This article contains spoilers for House of the Dragon season 2 episode 6 and details from Fire & Blood that will likely spoil the end of the series.
Queen Helaena Targaryen (Phia Saban) has a charming habit of spoiling House of the Dragon.
The only daughter of Queen Alicent Hightower (Olivia Cooke) and sister-wife to King Aegon II (Tom Glynn-Carney) possesses the ancestral Targaryen “dreaming” trait, meaning she experiences prophetic dreams and visions. Back in House of the Dragon season 1, Helaena made mention of a “beast beneath the boards,” foreshadowing Rhaenys (Eve Best) and her dragon Meleys’ violent disruption of Aegon’s coronation ceremony. Helaena’s expressed fear of rats in the season 2 premiere is justified when a King’s Landing ratcatcher infiltrates the Red Keep and assassinates her son Jaehaerys.
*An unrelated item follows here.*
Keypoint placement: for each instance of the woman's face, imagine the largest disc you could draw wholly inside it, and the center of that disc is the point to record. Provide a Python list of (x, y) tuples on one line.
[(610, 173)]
Helaena’s delivery of these prophecies is often abstract so her family rarely pays them heed. If they did, they might be able to anticipate and avoid future catastrophe. That’s especially true in House of the Dragon season 2 episode 6 “Smallfolk” where Helaena shares another benign observation that is likely another warning for the participants in the Dance of the Dragons.
When Alicent visits Helaena in her quarters to invite her out to the Sept, Helaena is already busy studying small birds in rounded cages. Considering one bird in particular, Helaena absent-mindedly mumbles “This one stopped singing. Isn’t that strange?” True to form, Alicent doesn’t appear to clock that Helaena has said anything of importance. House of the Dragon fans, however, are now conditioned to consider Helaena’s words carefully. So what does Helaena mean by her avian observation? Is this another prophecy that could foreshadow events to come?
The most popular theory online currently points to King Aegon II as the bird who “stopped singing.” In this scenario, the tune he was singing was one of projected strength and he has stopped now that the Battle at Rook’s Rest has rendered him weak.
Other fans posit that Aegon’s severely wounded dragon Sunfyre is the bird who stopped singing, which makes some sense given that both are creatures who take to the air and lose their spark when confined to a cage. The problem with Aegon and Sunfyre’s potential roles in this prophecy, however, is that their inclusion wouldn’t make it a prophecy at all. Aegon and Sunfyre’s injuries already occurred. Pointing out that Aegon’s circumstances have changed isn’t “dreaming,” it’s simple observation.
The theory that we would like to put forth is that Helaena is not prophesying the end of any one character but rather the end of this story itself. Recall that George R.R. Martin’s book series that inspired the entire Game of Thrones franchise is called A Song of Ice and Fire. The House of the Dragon series premiere revealed that “A Song of Ice and Fire” was the name that Aegon the Conqueror gave to his own prophetic dream that motivated him to conquer Westeros in the first place.
The Song of Ice and Fire states that a Targaryen must unite the Westerosi continent to prepare for a future apocalyptic event in which ice and death (re: White Walkers) sweep down from Beyond the Wall to end the world as we know it. This news came as a surprise not only to a young Rhaenyra but to Game of Thrones fans as well. That’s because knowledge of Aegon’s Song was lost sometime between Viserys I telling his daughter about it and the events of Game of Thrones.
With that in mind, Helaena’s “stopped singing” word choice sounds darkly predictive yet again. Whether she realizes it or not, the Dreamer has foreseen the moment in which the Song of Ice and Fire is lost to history. What that means for the fate of the few individuals to know about the Song (Alicent, Rhaenyra, and Jacaerys) we’ll leave for you to read about in Fire & Blood or look up on A Wiki of Ice and Fire.
New episodes of House of the Dragon season 2 premiere Sundays at 9 p.m. ET on HBO.